Usina ainda está em construção no rio Xingu, no Pará; obras paralisaram várias vezes desde o início, mas empreendedor se recusa a pagar multa


/BETTO SILVA/DIVULGAÇÃO/JC
O impasse a respeito do cronograma de implantação da usina de Belo Monte permanece sem solução. O julgamento do processo pela Agência Nacional de Energia Elétrica (Aneel) foi interrompido por um pedido de vista de um dos diretores, Tiago de Barros Correia.
A concessionária Norte Energia atrasou a entrega do empreendimento em 455 dias, mas não quer ser punida e pede a prorrogação do prazo de concessão da usina. O relator, diretor André Pepitone, avaliou que o pedido deveria ser negado.
Belo Monte, que ainda está em construção no rio Xingu, no Pará, é permeada por polêmicas. A definição sobre responsabilidades quanto aos atrasos em obras sempre foi uma atribuição da Aneel, até que, em maio de 2015, antes do afastamento da presidente Dilma Rousseff, o então ministro de Minas e Energia, Eduardo Braga, publicou uma portaria que retirava essa função da agência, transferindo-a para o Ministério de Minas e Energia (MME).
De acordo com essa portaria, restaria à Aneel apenas emitir uma opinião sobre os casos, mas quem bateria o martelo seria o ministro. A decisão repercutiu mal na agência, que à época deixou claro o seu constrangimento com a medida. Nenhuma decisão final, porém, foi tomada pelo MME.

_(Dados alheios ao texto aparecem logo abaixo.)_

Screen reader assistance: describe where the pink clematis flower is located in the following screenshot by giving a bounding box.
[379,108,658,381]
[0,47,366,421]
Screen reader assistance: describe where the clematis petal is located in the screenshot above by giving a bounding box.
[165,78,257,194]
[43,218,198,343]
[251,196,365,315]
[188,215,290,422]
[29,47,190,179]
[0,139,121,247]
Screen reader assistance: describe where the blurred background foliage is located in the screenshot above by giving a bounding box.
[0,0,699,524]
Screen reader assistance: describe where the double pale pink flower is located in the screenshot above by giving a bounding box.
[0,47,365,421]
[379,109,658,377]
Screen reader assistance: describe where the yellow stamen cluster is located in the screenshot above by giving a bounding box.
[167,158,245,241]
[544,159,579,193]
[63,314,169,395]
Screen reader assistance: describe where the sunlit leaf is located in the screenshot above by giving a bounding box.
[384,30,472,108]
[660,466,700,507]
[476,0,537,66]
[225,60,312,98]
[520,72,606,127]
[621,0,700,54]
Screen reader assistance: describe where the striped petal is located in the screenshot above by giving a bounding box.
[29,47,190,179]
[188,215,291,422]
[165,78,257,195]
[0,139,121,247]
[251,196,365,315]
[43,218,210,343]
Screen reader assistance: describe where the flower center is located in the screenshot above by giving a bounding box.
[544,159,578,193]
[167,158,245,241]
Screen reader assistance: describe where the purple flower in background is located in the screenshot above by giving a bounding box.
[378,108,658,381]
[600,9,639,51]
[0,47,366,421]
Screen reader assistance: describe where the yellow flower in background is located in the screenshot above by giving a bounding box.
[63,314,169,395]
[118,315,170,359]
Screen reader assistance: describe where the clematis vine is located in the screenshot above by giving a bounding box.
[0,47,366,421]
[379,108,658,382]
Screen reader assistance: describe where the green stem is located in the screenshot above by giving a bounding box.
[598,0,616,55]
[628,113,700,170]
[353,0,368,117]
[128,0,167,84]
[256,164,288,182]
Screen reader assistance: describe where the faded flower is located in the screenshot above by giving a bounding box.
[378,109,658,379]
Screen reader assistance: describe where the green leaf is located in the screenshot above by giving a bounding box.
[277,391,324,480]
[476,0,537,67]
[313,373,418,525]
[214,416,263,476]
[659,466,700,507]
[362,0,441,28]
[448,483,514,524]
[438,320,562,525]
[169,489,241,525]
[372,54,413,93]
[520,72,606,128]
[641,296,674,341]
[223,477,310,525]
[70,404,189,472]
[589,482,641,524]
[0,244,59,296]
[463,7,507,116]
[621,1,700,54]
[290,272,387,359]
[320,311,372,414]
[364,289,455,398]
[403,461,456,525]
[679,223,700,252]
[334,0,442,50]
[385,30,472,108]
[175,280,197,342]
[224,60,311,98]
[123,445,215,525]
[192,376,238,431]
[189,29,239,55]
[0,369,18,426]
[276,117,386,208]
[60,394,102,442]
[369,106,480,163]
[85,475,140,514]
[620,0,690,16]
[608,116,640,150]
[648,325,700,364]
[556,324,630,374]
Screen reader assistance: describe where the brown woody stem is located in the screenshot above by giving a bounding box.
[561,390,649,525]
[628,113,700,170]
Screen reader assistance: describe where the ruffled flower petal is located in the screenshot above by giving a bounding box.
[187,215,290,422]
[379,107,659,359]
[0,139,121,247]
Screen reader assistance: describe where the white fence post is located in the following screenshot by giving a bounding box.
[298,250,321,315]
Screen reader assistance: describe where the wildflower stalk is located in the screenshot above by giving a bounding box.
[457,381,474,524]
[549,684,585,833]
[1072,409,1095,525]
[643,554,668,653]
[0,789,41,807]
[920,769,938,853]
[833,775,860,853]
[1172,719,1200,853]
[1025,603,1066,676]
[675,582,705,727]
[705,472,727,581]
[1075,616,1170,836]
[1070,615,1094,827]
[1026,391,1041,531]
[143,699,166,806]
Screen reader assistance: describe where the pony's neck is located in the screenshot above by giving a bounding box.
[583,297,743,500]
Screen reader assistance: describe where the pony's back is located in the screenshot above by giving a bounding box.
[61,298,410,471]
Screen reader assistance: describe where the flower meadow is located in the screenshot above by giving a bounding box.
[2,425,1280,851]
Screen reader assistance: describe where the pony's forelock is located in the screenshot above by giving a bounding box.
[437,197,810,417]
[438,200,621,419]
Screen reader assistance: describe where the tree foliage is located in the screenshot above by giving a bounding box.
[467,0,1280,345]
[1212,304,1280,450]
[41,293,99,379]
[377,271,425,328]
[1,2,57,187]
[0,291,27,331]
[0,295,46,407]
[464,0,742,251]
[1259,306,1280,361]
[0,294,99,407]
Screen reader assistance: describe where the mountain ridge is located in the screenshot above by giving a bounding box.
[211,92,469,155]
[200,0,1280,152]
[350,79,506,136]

Em novembro de 2016, já sob o comando do atual ministro, Fernando Coelho Filho, o artigo da lei de Dilma foi revogado e o poder de definir sobre os atrasos voltou a ser exclusividade da Aneel. A Norte Energia, no entanto, afirma agora que seu processo já estava em andamento dentro do MME e que, por isso, precisa ser julgado pelo ministério, e não pela agência.
O diretor-geral da Aneel, Romeu Rufino, voltou a criticar a portaria e disse que ela era fruto de um lobby feito junto ao Ministério de Minas e Energia. "Foi um equívoco absoluto e que foi corrigido pelo ministério. Essa decisão nunca deveria ter saído do órgão regulador", afirmou. Ele lembrou ainda que a Norte Energia tem participação de empresas do grupo Eletrobras, e que a portaria editada pela União era um exemplo de conflito de interesses.

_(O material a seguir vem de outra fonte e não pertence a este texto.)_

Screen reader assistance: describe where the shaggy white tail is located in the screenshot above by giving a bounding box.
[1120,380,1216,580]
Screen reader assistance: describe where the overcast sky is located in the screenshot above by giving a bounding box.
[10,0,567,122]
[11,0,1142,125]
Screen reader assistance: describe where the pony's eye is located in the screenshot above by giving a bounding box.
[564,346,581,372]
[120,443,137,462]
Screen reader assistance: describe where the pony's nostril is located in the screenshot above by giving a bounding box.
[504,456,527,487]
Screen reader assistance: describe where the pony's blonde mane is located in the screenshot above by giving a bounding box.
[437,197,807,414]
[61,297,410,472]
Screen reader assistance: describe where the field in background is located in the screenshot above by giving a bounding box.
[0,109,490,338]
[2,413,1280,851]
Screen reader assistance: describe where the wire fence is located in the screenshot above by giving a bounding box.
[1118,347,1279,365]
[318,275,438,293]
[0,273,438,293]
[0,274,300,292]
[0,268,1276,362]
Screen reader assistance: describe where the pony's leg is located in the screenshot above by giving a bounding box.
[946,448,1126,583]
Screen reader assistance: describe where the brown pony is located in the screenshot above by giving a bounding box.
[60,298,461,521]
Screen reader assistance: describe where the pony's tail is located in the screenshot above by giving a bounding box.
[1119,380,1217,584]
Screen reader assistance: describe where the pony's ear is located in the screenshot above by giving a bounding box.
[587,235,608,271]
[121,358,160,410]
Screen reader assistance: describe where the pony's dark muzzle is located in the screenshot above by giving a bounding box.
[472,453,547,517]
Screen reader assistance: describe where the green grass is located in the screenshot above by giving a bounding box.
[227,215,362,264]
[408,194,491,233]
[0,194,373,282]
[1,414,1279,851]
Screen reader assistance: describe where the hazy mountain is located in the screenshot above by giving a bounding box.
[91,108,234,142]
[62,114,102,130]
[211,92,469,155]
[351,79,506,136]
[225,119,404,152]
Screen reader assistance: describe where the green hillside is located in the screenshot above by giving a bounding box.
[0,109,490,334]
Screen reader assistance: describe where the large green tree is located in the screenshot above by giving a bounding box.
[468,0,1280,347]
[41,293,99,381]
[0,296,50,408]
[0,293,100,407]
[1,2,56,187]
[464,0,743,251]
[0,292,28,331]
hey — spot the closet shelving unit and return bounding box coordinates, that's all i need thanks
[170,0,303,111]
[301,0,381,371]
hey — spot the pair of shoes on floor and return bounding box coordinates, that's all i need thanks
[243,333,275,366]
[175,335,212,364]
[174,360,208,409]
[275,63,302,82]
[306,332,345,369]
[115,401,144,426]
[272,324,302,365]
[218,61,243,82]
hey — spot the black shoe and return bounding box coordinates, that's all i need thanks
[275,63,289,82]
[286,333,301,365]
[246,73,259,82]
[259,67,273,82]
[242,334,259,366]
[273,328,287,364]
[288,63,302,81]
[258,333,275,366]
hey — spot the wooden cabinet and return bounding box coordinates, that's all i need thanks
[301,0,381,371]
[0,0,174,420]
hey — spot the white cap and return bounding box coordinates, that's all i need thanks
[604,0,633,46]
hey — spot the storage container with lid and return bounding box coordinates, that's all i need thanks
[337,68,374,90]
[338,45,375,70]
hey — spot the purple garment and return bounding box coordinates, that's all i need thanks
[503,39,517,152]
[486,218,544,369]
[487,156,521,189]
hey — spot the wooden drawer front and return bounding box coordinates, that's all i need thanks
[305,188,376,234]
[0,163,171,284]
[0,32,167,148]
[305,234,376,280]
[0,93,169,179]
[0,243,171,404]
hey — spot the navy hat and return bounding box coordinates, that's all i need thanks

Apesar disso, o diretor Tiago de Barros Correia questionou a necessidade de o Ministério de Minas e Energia se manifestar formalmente sobre o caso, uma vez que a lei, na época, atribuía essa responsabilidade ao ministério. "Minha preocupação é com a celeridade, para resolvermos essa questão o mais rápido possível", disse.
Na avaliação de Correia, uma decisão da Aneel pode acabar não tendo efeitos, uma vez que a Norte Energia tem uma liminar, no Tribunal Regional Federal da 1ª Região (TRF-1), que impede a aplicação de multas e taxas pelo atraso na entrega das obras até que o Ministério de Minas e Energia se manifeste sobre o caso. Por isso ele decidiu pedir vistas do processo.
Em carta enviada à diretoria da agência na semana passada, a Norte Energia alega que a agência não tem competência de decidir sobre o assunto. Em decisões de 2015 e 2016, a Aneel já rejeitou o pleito da empresa, que queria postergar o cronograma da usina em 465 dias, sob a justificativa de que paralisações alheias ao seu controle, como invasões e greves, tivessem comprometido a realização das obras.
Segundo a concessionária, o órgão que tem de cravar uma decisão ao processo administrativo e julgar o caso de "excludente de responsabilidade" é o Ministério de Minas e Energia. A concessionária sustenta ainda que as punições estão impedidas de serem impostas à empresa, por conta de decisão liminar. "A liminar está vigente ao menos até que o MME exerça sua competência, dando fim ao procedimento administrativo. Isso porque, como sabido, pende de análise final pelo MME o requerimento de excludente de responsabilidade", declara a empresa, que menciona "danos incomensuráveis" à companhia.
Metade do controle da Norte Energia é estatal, com 49,98% de ações controladas por Chesf e Eletronorte, do Grupo Eletrobras. Os demais sócios são os fundos Petros e Funcef (20%), Neoenergia (10%), Aliança Norte Energia e Sinobras (10%), Light e Cemig (9,77%) e JMalucelli (0,25%). Por conta dos atrasos nas obras, a entrega efetiva da usina foi atrasada em um ano.